Visualize an iceberg; the data problem to be solved is like the iceberg. The solution, or part of the story, is the words that are above the water and the data along with the rest of the story are the larger part that’s underneath the water. What’s underwater is the part that the analyst knows but no one else does – yet. The data and the story are both desirable and both are needed.
Analysis
Big Data: Trough of Disillusionment
Gartner’s Hype Cycle for Emerging Technologies report gives us an evaluation of a range of technologies that either have the potential to, or are already, transforming the way organizations do business. It is a careful analysis of how business views each technology, and once it makes its way through the entire cycle its either consigned to the scrapheap or becomes an accepted part of the business tech landscape (think Windows, Office, Smartphones, etc.).
The report covers dozens of far out technologies ranging from robots to 3D bio-printing systems to ‘software-defined anything’, but one of the biggest technological advances in recent years, Big Data, demands a closer look.
According to Gartner, Big Data has now (2014) officially passed the “peak of inflated expectations”, and is now on a one-way trip to the “trough of disillusionment”. Gartner says it’s done so rather rapidly, because we already have consistency in the way we approach this technology, and because most new advances are additive rather than revolutionary. In 2014 Gartner estimated it would take 5-10 years for Big Data to reach the “plateau of productivity.”

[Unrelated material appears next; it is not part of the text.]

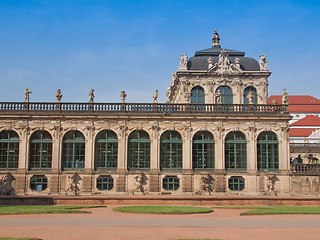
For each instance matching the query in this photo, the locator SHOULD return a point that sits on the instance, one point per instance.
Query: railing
(305, 168)
(304, 145)
(142, 107)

Gartner Hype Cycle: Interpreting Technology Hype
When new technologies make bold promises, how do you discern the hype from what’s commercially viable? And when will such claims pay off, if at all? Gartner Hype Cycles provide a graphic representation of the maturity and adoption of technologies and applications, and how they are potentially relevant to solving real business problems and exploiting new opportunities. Gartner Hype Cycle methodology gives you a view of how a technology or application will evolve over time, providing a sound source of insight to manage its deployment within the context of your specific business goals. –Gartner.com
Data and Your Gut May Both Be Needed for Decision Making
Have you ever experienced a nagging feeling before you’re about to finally make a big decision? You’ve weighed all the data, you’ve considered every angle, but something is keeping you from moving forward. Rather than ignore that nagging feeling and forge ahead, Shelley Row says we need to get to the bottom of it.
Row, an author and expert on executive decision-making, addressed a group of loss prevention professionals gathered for a recent NRF Conference. In researching and interviewing executives about their decision-making process, Row related what she heard to neuroscience and the mechanics of how we use different parts of our brain to make different kinds of decisions.

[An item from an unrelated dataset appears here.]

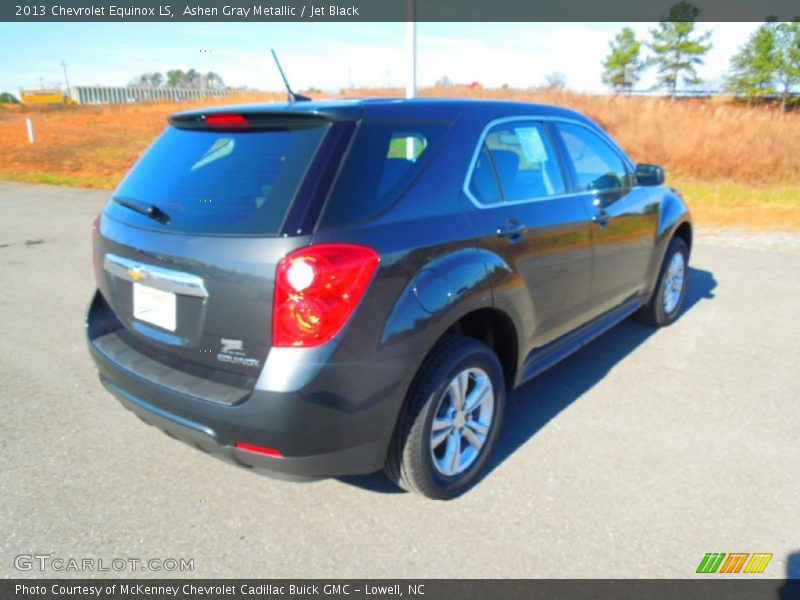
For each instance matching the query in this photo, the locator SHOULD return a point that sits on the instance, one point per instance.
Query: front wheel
(667, 301)
(451, 422)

For most of us in this data-driven world, the biggest problem in the workplace is overthinking decisions, which wastes time and compounds stress. The key to relieving this pressure, Row said, is to find the balance between using data and intuition to make decisions.

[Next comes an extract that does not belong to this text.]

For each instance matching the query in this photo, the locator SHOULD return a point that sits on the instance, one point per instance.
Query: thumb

Row explained that as we weigh all the data that goes into making a complex decision, the logic and language part of our brain is working hard, accessing our working memory, which is limited to a handful of things. But that nagging feeling? That’s a different part of the brain that’s shut down while we agonize over the pros and cons and facts and stats. Row described that nagging feeling as all the other experience and intelligence we’ve gained that we’re not able to access simultaneously.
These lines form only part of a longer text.